A top UN official has also said that necessary aid supplies to hundreds of thousands of people in northern Ethiopia are at risk because of the conflict there.

Fighting in Tigray between the federal government and a regional force broke out eight days ago.

Hundreds have reportedly been killed as fears of an escalating conflict grow.

As a result of the fighting at least 7,000 civilians have crossed the border into Sudan. They fled either the fighting itself or the fear of attack and there are concerns that many more have been forced from their homes but are still living within Tigray.

During a press briefing on Thursday, UNCHR representative in Sudan, Axel Bisschop told reporters the agency estimates half of the refugees are children.

According to Bisschop, Ethiopians are crossing a river into Sudan using several boats at one of two border crossings.

"The people who have arrived are coming with very little concessions, most of them have come in a healthy condition, we have had information of some who are injured and have been taken to a nearby clinic to be treated," Bisschop said.

Defence Minister Kenea Yadeta said it would not be long before the TPLF leaders were on trial. He also talked of appointing an interim administration in areas taken by federal troops.
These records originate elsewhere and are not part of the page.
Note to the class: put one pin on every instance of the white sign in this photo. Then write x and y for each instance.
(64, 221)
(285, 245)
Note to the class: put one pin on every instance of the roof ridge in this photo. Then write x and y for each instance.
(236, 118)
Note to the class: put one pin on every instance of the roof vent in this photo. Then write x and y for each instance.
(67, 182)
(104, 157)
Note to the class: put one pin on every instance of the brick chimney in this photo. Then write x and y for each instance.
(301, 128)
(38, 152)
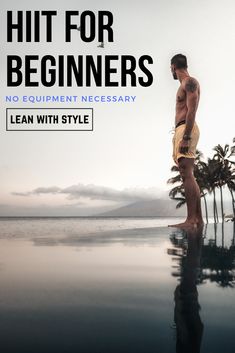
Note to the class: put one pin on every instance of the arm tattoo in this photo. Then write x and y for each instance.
(191, 85)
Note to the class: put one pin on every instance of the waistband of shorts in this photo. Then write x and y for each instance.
(180, 123)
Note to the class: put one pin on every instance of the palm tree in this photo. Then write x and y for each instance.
(226, 173)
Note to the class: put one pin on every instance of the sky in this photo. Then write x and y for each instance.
(128, 156)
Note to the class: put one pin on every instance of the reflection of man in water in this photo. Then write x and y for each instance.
(189, 328)
(186, 137)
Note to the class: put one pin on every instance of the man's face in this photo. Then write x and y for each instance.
(173, 72)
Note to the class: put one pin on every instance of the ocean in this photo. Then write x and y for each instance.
(111, 285)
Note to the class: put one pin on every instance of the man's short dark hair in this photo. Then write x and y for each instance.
(180, 61)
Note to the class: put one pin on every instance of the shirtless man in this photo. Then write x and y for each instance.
(186, 137)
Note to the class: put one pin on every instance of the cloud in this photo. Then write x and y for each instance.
(97, 192)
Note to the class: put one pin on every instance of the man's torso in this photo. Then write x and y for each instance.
(181, 100)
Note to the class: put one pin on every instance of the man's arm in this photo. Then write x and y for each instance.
(191, 89)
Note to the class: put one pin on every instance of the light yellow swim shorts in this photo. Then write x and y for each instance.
(178, 136)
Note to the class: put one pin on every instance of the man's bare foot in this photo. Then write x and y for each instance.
(188, 224)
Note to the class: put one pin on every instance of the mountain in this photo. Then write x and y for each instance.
(158, 208)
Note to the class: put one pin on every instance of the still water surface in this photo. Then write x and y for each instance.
(115, 285)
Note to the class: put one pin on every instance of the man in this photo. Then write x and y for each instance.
(186, 137)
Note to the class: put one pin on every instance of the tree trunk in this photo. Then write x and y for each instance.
(205, 203)
(215, 208)
(221, 203)
(233, 202)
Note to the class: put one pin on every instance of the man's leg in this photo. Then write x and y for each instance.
(192, 193)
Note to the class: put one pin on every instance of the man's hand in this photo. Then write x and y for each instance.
(183, 146)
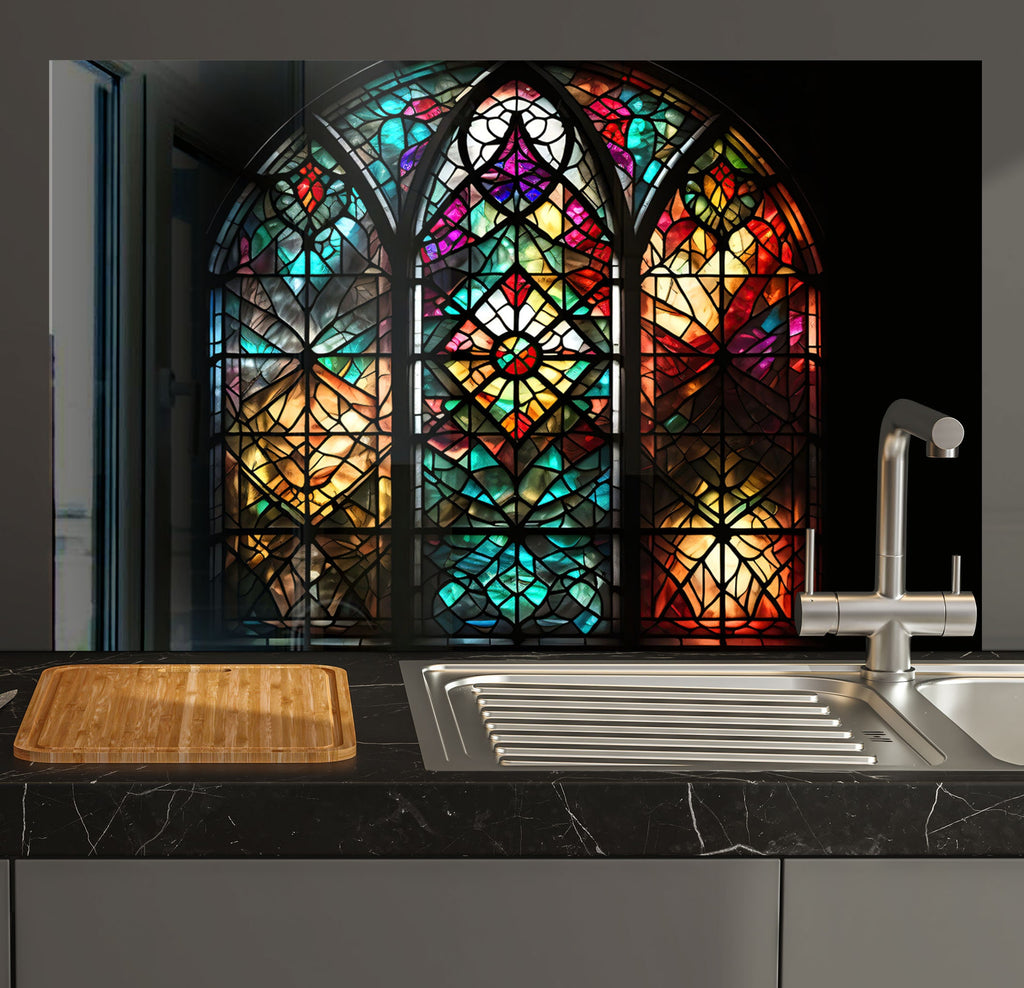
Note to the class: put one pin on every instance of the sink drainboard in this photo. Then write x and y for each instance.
(546, 725)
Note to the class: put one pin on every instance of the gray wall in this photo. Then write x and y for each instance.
(664, 30)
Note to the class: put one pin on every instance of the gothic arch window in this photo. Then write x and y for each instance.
(514, 353)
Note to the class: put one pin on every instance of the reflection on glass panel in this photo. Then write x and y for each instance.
(80, 100)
Last week, Ethiopia's federal government announced a six-month state of emergency, giving them broad security powers.Parliament has voted to strip dozens of MPs from Tigray of their immunity from prosecution.

The current round of tensions in Tigray started in August when Abiy's government delayed scheduled elections because they said the risk of Covid-19 was too high. Officials in Tigray held their own election in September anyway, with more than two million people turning up to vote.
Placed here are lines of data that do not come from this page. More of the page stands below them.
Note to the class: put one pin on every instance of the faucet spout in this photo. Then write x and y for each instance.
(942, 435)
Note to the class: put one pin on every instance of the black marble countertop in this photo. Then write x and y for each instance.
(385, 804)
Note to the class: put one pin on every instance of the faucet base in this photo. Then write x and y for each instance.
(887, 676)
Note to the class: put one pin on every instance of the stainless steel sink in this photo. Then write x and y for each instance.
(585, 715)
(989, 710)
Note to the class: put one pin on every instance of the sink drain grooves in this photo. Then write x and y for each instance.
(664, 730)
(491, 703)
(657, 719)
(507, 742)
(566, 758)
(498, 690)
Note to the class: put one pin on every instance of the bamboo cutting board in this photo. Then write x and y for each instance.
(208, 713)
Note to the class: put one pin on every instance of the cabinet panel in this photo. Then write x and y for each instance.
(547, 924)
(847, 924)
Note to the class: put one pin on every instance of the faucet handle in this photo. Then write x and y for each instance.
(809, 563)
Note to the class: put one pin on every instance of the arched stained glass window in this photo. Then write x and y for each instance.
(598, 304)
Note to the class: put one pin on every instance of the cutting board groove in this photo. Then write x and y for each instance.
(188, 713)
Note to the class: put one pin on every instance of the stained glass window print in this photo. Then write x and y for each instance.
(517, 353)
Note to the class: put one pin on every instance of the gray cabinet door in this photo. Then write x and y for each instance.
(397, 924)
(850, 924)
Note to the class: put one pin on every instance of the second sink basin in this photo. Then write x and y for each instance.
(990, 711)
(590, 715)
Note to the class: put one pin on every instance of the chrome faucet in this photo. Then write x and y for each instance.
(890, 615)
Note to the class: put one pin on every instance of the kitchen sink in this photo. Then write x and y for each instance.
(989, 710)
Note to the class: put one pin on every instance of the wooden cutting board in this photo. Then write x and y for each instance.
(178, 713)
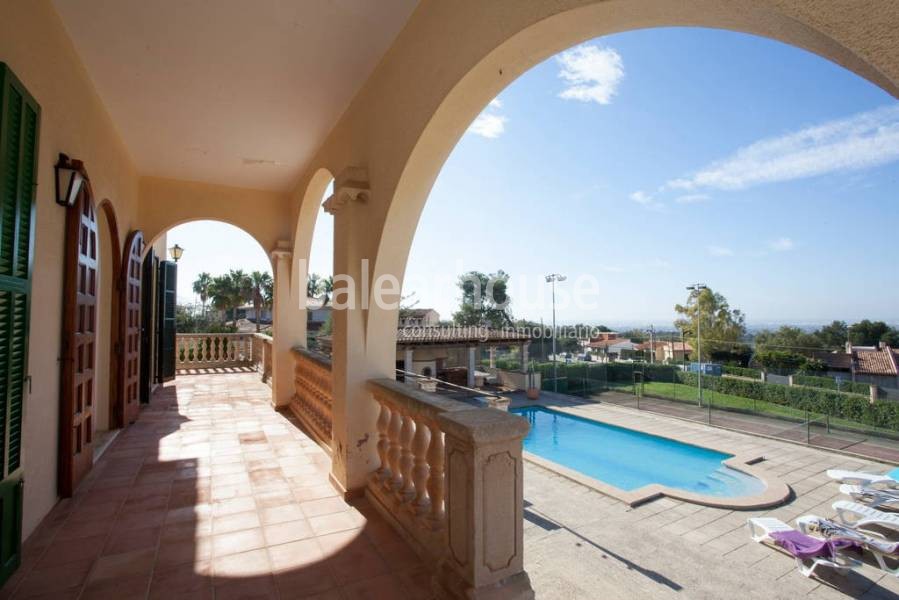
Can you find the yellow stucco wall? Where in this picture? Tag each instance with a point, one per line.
(34, 44)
In retaliation, the federal government withheld funding from the TPLF leadership in Mekelle, promising to send it directly to local leaders instead. It set off a tit-for-tat series of recriminations and rhetoric between the regional and the federal government that has been steadily building.

Around 150 people from "ethnically diverse" backgrounds have been detained in the capital Addis Ababa and various parts of the country, on suspicion of colluding with TPLF to incite "conflicts and carrying terror attacks," according to a statement from the taskforce.

The TPLF was the most powerful member of Ethiopia's ruling coalition for many years but Mr Abiy curbed its influence after coming to power in 2018 on the back of anti-government protests.

Relations got worse last year after Mr Abiy - who won the 2019 Nobel Peace Prize for ending a two-decade conflict with Eritrea - dissolved the ruling coalition, which was made up of several ethnically based regional parties.